Eighteen papers involving 24,804 participants, measuring over 1 month to 1 year, reported data for the prevalence of unspecified type of hypoglycaemia (severity of hypoglycaemia experienced was not specified when data collecting, assumed to cover both mild/moderate and severe episodes), with a pooled prevalence of 0.43 (95% CI 0.36 to 0.50).
There was high heterogeneity shown between studies reporting mild/moderate (I2 = 98.0%), severe (I2 = 99.7%) unspecified (I2 = 99.4%) hypoglycaemia prevalence. A possible explanatory variable for this was the different time periods hypoglycaemia was measured over between studies. This along with other explanatory variables: year of publication, mean HbA1c, mean age, and percentage of male participants were carried out in a meta-regression on the prevalence of, mild/moderate, severe and unspecified hypoglycaemia. No variables were shown to be statistically significant, see Table 3.

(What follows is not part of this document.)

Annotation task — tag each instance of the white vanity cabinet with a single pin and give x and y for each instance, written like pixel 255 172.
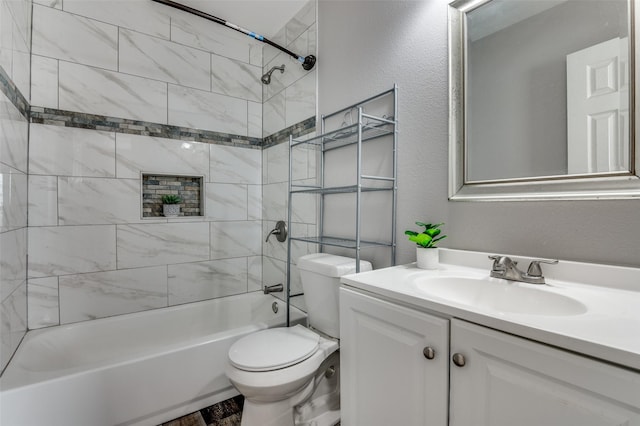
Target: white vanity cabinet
pixel 477 377
pixel 507 380
pixel 394 364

Incidence of hypoglycaemic episodes per person-year
The pooled incidence of hypoglycaemic episodes per person-year for mild/moderate and severe hypoglycaemia was 19.03 (95% CI 0.00 to 51.08) and 0.80 (95% CI 0.00 to 2.15, Table 2), respectively. Unspecified hypoglycaemia episodes showed a pooled incidence of 27.78 (95% CI 0.00 to 58.20; per person–year). Those on insulin experienced 23.31 (95% CI 0.00 to 58.98) mild/moderate and 1.05 (95% CI 0.00 to 3.69) severe episodes per person-year. Data were not available to calculate any further treatment categories for mild/moderate, but a further incidence of 0.01 (95% CI 0.00 to 0.55) for those on sulphoylureas experiencing severe episodes was estimated.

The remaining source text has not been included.